People talk a lot about sustainability, though rarely can people agree on a singular definition.
I argue in defense of sustainability — that the continued challenges and critiques sustainability is facing in society are not fundamental failings of the concept, but rather evidence of how fundamentally different the sustainability world view is from the mainstream, modern way of thinking.
To understand why, we need to talk about threshold concepts.
Threshold concepts describe the core set of concepts that anyone must master if they are to effectively think from within a new paradigm. To a newcomer, threshold concepts often seem counterintuitive, and learning them can be far more complicated than merely mastering certain facts or equations.
In my essay, I discuss five threshold concepts that are commonly emphasized in the sustainability literature: complexity, collaborative institutions, multiple ways of knowing, no panaceas, and adaptability.
These are concepts that, over the last decade of teaching sustainability, I have seen students struggle with as they try to explore the boundaries of this new way of seeing the world.
In each case, teaching these threshold concepts requires not just repeated explanation, but the creation of opportunities for students to move through the difficult transition between old and new ways of seeing the world.
Some see sustainability in growth. Others argue anything less than a total societal move away from growth is just greenwashing.
Some argue for newer and greener technologies. Others insist that humanity has had the means for living sustainably for millennia, while still others lament that humanity is simply unsustainable by nature.
Despite these debates and contestations, sustainability remains essential to contemporary discourse about issues like biodiversity loss, poverty, and climate change.
The challenge that we have faced in transitioning to sustainability thinking is that sustainability isn’t just a new concept that can be added to existing ways of thinking and managing.
It is a new paradigm altogether, one that seeks to correct multiple problematic aspects of the industrial and neoliberal world view.

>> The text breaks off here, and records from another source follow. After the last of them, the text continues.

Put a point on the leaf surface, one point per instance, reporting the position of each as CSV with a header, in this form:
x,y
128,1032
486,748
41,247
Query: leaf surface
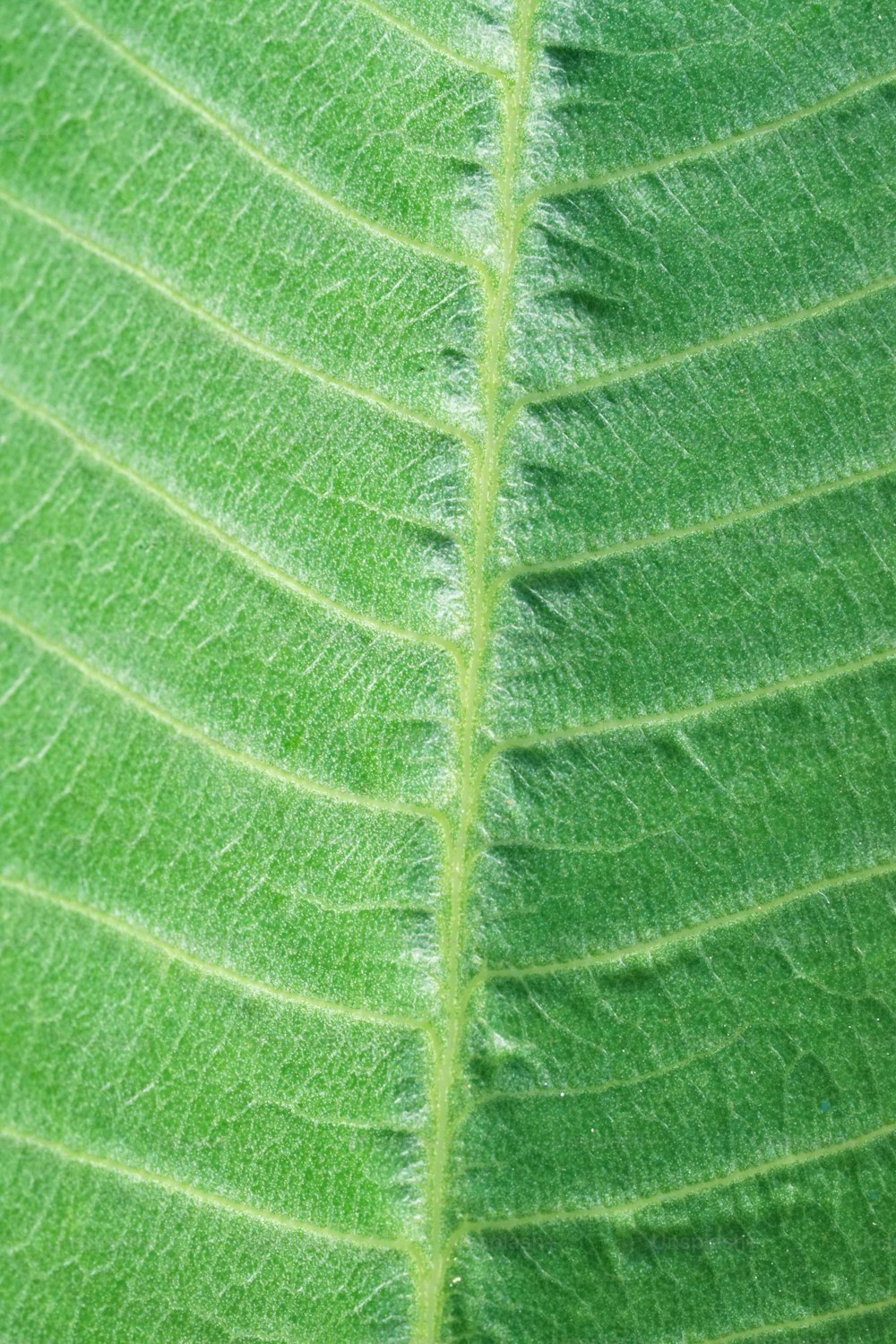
x,y
447,666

To better understand the various challenges and debates surrounding sustainability, I introduce threshold concepts: an idea developed in education research for understanding a student’s success with learning a new way of thinking.
Moving from one paradigm to another can be very difficult. People often encounter several challenges, such as getting lost in the vastness of the new paradigm, underestimating complexity, over-moralizing concepts and their implications, and conceptual turf-staking.
Each of these challenges is on display in academic and public conversations on sustainability.
I offer the five threshold concepts not as a comprehensive set but as exemplars of the sustainability paradigm’s pluralistic nature, which contrasts starkly with the more rigid and easy to define neoliberal and industrial world view.
I conclude my essay with thoughts on how sustainability science, education, and practice can benefit from this framing.